The truth about Trump's economy

Americans are not happy, and for good reason: They continue to suffer financial stress caused by decades of flat income. And every time they make the slightest peep of complaint about a system rigged against them, the rich and powerful tell them to shut up because it is all their fault.

One percenters instruct them to work harder, pull themselves up by their bootstraps and stop bellyaching. Just get a second college degree, a second skill, a second job. Just send the spouse to work, downsize, take a staycation instead of a real vacation. Or don’t take one at all, just work harder and longer and better.
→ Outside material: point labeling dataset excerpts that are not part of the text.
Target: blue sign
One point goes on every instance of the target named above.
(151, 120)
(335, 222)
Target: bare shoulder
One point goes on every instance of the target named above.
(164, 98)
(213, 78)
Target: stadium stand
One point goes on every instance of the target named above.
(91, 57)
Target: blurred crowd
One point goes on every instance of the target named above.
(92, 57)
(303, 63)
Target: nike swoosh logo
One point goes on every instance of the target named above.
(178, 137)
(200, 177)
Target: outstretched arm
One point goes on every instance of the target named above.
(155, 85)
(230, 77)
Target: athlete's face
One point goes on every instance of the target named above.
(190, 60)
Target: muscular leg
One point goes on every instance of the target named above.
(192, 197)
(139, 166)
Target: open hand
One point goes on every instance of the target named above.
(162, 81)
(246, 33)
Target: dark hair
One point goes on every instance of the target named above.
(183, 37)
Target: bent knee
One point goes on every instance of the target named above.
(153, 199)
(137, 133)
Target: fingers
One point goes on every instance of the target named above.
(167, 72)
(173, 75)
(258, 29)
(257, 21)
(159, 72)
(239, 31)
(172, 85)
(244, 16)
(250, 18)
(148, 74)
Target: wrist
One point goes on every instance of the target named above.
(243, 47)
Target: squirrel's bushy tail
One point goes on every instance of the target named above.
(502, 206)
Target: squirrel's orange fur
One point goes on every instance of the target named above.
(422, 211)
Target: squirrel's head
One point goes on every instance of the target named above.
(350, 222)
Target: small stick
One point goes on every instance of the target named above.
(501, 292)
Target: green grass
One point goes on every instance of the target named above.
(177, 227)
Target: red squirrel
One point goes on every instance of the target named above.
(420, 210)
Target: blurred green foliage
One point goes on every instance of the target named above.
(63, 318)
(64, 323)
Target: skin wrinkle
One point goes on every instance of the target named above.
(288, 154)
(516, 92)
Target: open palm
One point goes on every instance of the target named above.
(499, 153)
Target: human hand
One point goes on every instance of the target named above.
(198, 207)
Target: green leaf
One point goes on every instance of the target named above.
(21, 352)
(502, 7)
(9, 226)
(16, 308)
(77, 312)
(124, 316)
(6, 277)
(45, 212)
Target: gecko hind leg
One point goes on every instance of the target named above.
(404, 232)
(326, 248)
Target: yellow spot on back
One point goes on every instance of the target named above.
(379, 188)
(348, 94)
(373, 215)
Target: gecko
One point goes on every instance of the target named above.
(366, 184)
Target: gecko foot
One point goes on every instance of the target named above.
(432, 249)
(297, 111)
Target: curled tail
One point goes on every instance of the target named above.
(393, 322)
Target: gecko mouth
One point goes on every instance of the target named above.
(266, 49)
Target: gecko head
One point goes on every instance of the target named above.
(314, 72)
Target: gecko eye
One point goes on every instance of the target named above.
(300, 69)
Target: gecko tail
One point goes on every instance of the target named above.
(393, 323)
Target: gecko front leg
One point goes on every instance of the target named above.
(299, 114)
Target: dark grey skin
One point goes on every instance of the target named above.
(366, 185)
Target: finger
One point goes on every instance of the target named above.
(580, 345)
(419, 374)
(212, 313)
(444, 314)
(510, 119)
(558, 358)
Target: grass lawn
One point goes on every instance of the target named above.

The barrage of blaming has resulted in workers believing they deserve censure. And that’s a big part of the reason they’re unhappy. If only, they think, they could work harder and longer and better, they would get ahead. They bear the shame. They don’t blame the system: the Supreme Court, the Congress, the president. And yet, it is the system, the American system, that has conspired to crush them.

Yeah, yeah, yeah, unemployment is low and the stock market is high. But skyrocketing stocks benefit only the top 10% of wealthy Americans who own 84 percent of stocks. And while more people are employed now than during the Great Recession, the vast majority of Americans haven’t had a real raise since 1979.

It’s bad out there for American workers. Last month, their ranking dropped for the third year in a row in the World Happiness Report, produced by the Sustainable Development Solutions Network, a UN initiative.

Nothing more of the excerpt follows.